ARPIN KHAN Vs. CHANDI CHARAN GUHA

Decided On June 11, 1925
ARPIN KHAN Appellant
V/S
CHANDI CHARAN GUHA Respondents

JUDGEMENT

(1.) This is an appeal by the defendants Nos. 1 to 4 against a decision of the Subordinate Judge of the Second Court of Bakargunj, affirming a decision of the Munsif of the Sixth Court at Barisal.

(2.) The suit out of which the appeal arises was one by the landlords for possession of certain lands which formed the subject-matter of a permanent tenure held at a fixed rent by defendant No. 1. The defendant No, 1 purported to transfer to the defendants Nos. 2, 3 and 4, the tenure in suit and the plaintiffs contended that by virtue of a covenant contained in the lease the transfer was bad and the plaintiffs were entitled to re-enter under the terms of the kabala. I shall refer in a moment to the terms of the covenant but the two points urged before us in second appeal on behalf of the appellants are that on the terms of the covenant itself it cannot be enforced by the appellants who are successors of ills original lessor, it being contended, that upon the true construction of the covenant the benefit of right of re-entry was only reserved to the lessor and not to his successor-in-interest.
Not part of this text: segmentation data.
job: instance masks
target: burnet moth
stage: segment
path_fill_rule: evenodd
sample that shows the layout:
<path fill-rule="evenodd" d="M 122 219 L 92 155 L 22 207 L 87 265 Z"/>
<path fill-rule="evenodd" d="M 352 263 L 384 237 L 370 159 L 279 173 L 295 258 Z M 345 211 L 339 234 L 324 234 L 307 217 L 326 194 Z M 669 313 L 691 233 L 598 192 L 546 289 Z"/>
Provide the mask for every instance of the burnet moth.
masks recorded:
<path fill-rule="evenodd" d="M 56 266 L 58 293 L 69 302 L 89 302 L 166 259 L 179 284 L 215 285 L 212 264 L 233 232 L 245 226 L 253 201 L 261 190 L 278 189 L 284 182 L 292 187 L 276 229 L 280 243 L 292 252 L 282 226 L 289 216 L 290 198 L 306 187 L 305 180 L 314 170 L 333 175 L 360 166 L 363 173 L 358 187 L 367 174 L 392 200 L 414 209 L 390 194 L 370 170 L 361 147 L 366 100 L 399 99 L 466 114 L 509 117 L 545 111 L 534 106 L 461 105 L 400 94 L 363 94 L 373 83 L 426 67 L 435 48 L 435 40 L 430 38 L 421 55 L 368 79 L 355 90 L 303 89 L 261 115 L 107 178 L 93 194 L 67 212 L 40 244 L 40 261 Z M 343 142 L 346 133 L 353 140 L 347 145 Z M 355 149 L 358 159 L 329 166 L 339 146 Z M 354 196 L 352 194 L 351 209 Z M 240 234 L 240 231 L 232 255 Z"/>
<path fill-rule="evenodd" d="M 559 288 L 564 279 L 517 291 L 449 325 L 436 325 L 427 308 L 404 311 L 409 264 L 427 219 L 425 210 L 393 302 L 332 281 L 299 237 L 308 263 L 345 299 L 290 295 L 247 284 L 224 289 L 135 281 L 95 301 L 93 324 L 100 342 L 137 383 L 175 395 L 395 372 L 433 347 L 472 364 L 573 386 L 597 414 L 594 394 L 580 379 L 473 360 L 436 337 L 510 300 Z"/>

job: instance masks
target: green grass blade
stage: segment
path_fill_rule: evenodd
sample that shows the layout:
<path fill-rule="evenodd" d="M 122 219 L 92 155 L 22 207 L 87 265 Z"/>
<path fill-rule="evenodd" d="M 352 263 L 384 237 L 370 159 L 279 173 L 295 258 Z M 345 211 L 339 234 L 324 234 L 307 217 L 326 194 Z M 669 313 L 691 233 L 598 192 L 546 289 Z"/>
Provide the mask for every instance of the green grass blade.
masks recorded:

(3.) Secondly, it is urged that a covenant of this nature is bad. The covenant is in these words: "Be it further known that, if there is necessity for you and your heirs to sell the said lands and jamas, then you and your heirs shall sell or transfer the same at proper value to us and our representatives; besides this, you shall not be competent to sell, or make a gift of the property to any body or to transfer it in any way; if you or they do, the same shall be rejected by Court and your osat nim howla right shall be cancelled and we shall be entitled to the right of khas possession of the said properties." I am reading a passage contained in the patta of the 17 Magh 1285 B. S., but we are told that it is similar in terms to that contained in the kabuliyat. 3. Now, what is urged is, as I have stated, that when you come to the part of the covenant which deals with the right of re-entry on sale the persons entitled to re- enter are described as we, that is, the lessors and not their successors-in-interest and accordingly, it is urged that there is no right of re-entry under the covenant in the plaintiffs who are successors-in-interest of the original lessor. There is no doubt that a covenant which involves a forfeiture must be construed strictly as against the grantor or in this case the lessor, but we must read the covenant as a whole and I think if one reads it so one is forced to the conclusion that it was intended to reserve the provisions of re-entry for the benefit of the lessor or for his successor- in-interest. The persons precluded from selling are the lessees and their heirs and the persons to whom the sale is to be made if they desire to sell are the lessors and their representatives. Accordingly this part of the covenant is not intended merely to extend to the lessors themselves, and I think, therefore, upon the true construction of the covenant taken as a whole that the right of re-entry was intended to extend to the representatives of the lessors if and when any sale took place by the lessees of the lands and jamas. So much for the first point.